基于瓦片的方差秩初始化无监督样本索引(VRI-USI)分析被引入到全二维气相色谱飞行时间质谱(GC×GC-TOFMS)中。VRI-USI 分析解决了在使用其他无监督化学计量工具时,无关变量通常会掩盖真实化学变化的问题。在 GC×GC-TOFMS 数据中实施 VRI-USI 分析时,采用了基于瓦片的 Fisher 比(F-ratio)分析软件平台,该平台通过无监督方差度量(而不是 F-ratio 度量)来缓解两个分离维度中保留时间移动的影响,作为对 hitlist 进行排序的初始步骤。接下来,使用轮廓度量(S)对 k-means 聚类、k、每个命中进行实现,以揭示重复索引样本聚类的程度。最后,基于对个体样本在 hitlist 中聚类程度的概率评估,揭示了无监督的类别归属。对于 JP8 喷气燃料数据集,其中添加了 30-ppm、15-ppm 和纯的含硫分析物混合物,在 k = 3 时按尖峰水平聚类是最常见的重复索引分配集,14 个添加的分析物中有 11 个出现这种情况。将这些 k-means 索引分配应用于整个 hitlist 后,所有 14 个添加的命中的单因素方差分析 p 值均<0.05,验证了类别的假设。接下来,将 VRI-USI 应用于 3-ppm 添加和纯 JP8 喷气燃料的比较,对于分析物的发现,其性能与 F-ratio 分析相似。
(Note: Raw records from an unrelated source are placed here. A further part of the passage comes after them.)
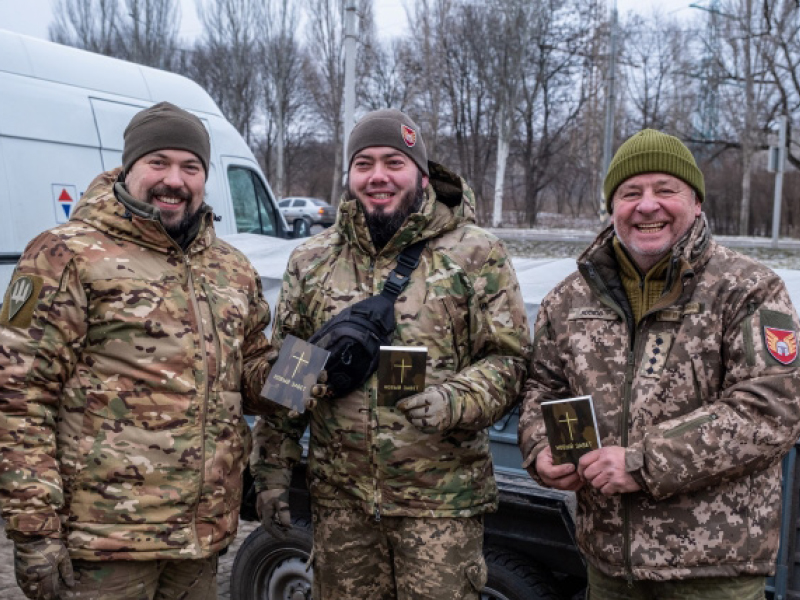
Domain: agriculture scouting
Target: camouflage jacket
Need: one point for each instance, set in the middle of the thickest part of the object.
(693, 390)
(463, 302)
(122, 384)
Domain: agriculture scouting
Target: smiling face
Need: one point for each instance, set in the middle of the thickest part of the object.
(651, 213)
(382, 178)
(171, 180)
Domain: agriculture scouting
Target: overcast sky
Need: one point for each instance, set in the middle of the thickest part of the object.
(32, 17)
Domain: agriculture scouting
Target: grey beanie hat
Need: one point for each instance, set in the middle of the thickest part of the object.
(165, 126)
(392, 128)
在最后一项研究中,对于 J1800A、JP4 和 JP8 喷气燃料的数据集,每个数据集均以 30-ppm 添加了含硫分析物混合物和纯品,在 hitlist 中,有 520 个命中中有 453 个命中显示出与燃料类型聚类相关的索引分配,其余 67 个命中具有相反的分配。对这 67 个命中进行仔细检查,发现有 9 个命中的索引分配具有“分裂组合”,即给定燃料的添加和纯品样本分别在不同的聚类中。这 9 个命中中有 8 个被鉴定为添加的硫分析物。有趣的是,这些命中的 S 值也很大,表明存在真正的子聚类。因此,基于瓦片的 VRI-USI 分析似乎是使用 GC×GC-TOFMS 数据进行无监督多类分类研究的一种很有前途的工具。